ところで、制御器21は、中央制御部6aから入力されたガイド波送信指令に基づいて、A/D変換器5にトリガ信号を出力している。A/D変換器5は、このトリガ信号に基づいて、アナログ信号である第1及び第2受信信号をディジタル信号に変換する処理を開始し、受信アンプ26から入力された第1及び第2受信信号をディジタル信号に変換する。A/D変換器5は、ディジタル変換した第1及び第2受信信号をコンピュータ6の信号処理部6bに出力する。A/D変換器5から入力された第1及び第2受信信号は、コンピュータ6内のメモリ等の記憶装置(図示せず)に記憶される。
次に、中央制御部6aは、第1探触子列1と第2探触子列2の両方から受信信号が入力されたか否かを判定する(S104)。中央制御部6aは、記憶装置内に記憶された受信信号の入力情報に基づいて、第1受信信号と第2受信信号の両方が入力されているか否かを判定する。この判定結果が「YES」であれば次の処理(S105)を実行し、その判定結果が「NO」であればS101からの処理を再度実行する。S101〜S104の処理により、信号処理部6bには、第1及び第2波探触子列1,2の両方から出力された第1及び第2受信信号のディジタル信号が入力される。このように入力される第1及び第2受信信号は、同じ反射源(例えば、配管9の管端部9aまたは減肉部9b)からの反射信号となる。

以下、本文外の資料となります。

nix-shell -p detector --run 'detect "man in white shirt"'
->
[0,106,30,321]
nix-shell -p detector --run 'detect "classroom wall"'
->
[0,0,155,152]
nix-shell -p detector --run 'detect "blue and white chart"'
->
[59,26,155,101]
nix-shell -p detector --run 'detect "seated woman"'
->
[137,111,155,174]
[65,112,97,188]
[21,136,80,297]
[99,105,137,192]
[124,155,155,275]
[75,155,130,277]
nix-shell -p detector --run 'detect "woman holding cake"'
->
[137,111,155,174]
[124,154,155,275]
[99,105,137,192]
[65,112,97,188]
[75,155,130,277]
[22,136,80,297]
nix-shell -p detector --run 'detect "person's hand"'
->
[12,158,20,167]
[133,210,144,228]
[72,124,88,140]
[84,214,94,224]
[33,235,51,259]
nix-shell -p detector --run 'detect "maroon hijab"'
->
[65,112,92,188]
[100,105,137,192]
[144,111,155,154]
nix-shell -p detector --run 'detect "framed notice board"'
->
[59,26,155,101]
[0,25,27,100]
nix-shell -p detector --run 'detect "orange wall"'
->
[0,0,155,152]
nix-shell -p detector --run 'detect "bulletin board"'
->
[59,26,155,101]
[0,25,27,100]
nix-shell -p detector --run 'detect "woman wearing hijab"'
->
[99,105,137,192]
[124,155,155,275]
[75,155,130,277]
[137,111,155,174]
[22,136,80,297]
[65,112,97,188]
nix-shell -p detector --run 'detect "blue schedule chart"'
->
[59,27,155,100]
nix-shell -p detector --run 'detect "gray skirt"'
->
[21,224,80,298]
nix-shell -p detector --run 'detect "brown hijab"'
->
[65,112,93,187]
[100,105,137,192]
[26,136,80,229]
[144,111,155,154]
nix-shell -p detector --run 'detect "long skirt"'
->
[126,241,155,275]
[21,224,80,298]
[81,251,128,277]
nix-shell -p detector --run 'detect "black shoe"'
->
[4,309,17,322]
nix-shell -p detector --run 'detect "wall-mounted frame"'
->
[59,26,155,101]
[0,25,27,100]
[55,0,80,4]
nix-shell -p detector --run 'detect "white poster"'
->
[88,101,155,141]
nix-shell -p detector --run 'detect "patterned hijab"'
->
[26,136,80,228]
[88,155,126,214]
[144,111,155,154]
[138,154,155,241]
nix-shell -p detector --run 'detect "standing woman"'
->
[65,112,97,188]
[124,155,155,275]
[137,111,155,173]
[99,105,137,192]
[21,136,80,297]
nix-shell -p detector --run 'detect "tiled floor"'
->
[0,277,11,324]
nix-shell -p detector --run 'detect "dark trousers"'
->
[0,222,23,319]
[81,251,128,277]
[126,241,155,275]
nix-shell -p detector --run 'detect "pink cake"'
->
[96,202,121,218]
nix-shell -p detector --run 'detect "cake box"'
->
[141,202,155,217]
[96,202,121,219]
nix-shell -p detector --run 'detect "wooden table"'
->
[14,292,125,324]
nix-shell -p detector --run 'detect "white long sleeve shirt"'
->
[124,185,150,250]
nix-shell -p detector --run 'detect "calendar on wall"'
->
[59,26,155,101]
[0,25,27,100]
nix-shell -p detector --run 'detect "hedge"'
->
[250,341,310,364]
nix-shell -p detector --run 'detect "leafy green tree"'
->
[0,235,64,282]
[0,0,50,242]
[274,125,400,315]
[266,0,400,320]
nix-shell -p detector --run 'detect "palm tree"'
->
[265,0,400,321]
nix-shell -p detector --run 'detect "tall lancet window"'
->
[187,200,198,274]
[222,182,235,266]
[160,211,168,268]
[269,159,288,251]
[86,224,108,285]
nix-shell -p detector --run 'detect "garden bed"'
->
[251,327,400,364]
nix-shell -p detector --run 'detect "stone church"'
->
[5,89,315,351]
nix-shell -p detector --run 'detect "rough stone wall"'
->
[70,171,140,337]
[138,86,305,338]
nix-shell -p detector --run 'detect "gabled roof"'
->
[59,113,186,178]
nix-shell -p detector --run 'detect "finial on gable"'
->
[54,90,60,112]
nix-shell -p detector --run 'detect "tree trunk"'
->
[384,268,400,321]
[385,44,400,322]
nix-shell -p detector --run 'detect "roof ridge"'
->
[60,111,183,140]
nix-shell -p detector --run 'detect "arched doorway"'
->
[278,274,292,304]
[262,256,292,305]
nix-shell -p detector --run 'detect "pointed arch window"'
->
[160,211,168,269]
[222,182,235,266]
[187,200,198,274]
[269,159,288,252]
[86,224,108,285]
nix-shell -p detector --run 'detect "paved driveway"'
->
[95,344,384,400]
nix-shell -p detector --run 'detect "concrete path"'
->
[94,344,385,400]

なお、本実施の形態では、2つの探触子列1,2に対して受信アンプ26が1つしかないので、S104の判定処理を行うものとしている。しかし、2つの探触子列1,2に対して個別の受信アンプを用意できる場合にはS104は省略することができる。
第1受信信号と第2受信信号の両方が入力されていることが判定されると、信号処理部6bは第1受信信号と第2受信信号の合成処理を行う(S105)。ここで、第1受信信号と第2受信信号の合成処理の一例を図7を用いて説明する。
図7は、第1及び第2探触子1,2で受信した受信信号S1,S2の波形データと、合成信号S0p,S0mの波形データを示す図である。
この図において、図7(a)は第1探触子列1によって受信された第1受信信号S1の波形データを示し、図7(b)は第2探触子列2によって受信された第2受信信号S2の波形データを示している。
信号処理部6bは、まず、第2受信信号S2を遅延時間Tdだけ遅らせる補正処理を行い、第2受信信号S2pの波形データ(図7(c)参照)を得る。次に、信号処理部6bは、第1受信信号S1の波形データ(図7(a))と、補正処理によって得た第2受信信号S2p(図7(c))を加算し、合成信号S0pの波形データ(図7(e)参照)を得る。この受信信号の合成処理によって、図1中の右側から左側に向かって探触子列1,2に進行してくるガイド波(反射波)を抽出することができる。
なお、この合成処理は、第2受信信号S2を遅延時間Tdだけ進ませる補正処理を行って得た第2受信信号S2mの波形データ(図7(d)参照)を利用して行っても良い。この場合、信号処理部6bは、第1受信信号S1の波形データ(図7(a))と、補正処理によって得た第2受信信号S2m(図7(d))を減算し、合成信号S0mの波形データ(図7(f)参照)を得る。このように得られる合成信号S0mは、合成信号S0pに比べて、図1中の右側から左側に向かって探触子列1,2に進行してくるガイド波の振幅を増大させる効果が相対的に小さい。しかしながら、合成信号S0mは、合成信号S0pに比べて、図1中の左側から右側に向かって探触子列1,2に進行してくるガイド波の振幅を減少させる効果が相対的に大きくなる(理論的にはゼロにできる)。これは、図5、図6を用いて説明したガイド波の送信原理と同様の現象である。そのため、探触子列1,2よりも左側に管端などの反射源がある場合には、合成信号S0mを利用する方がSN比の観点から有利である場合が多い。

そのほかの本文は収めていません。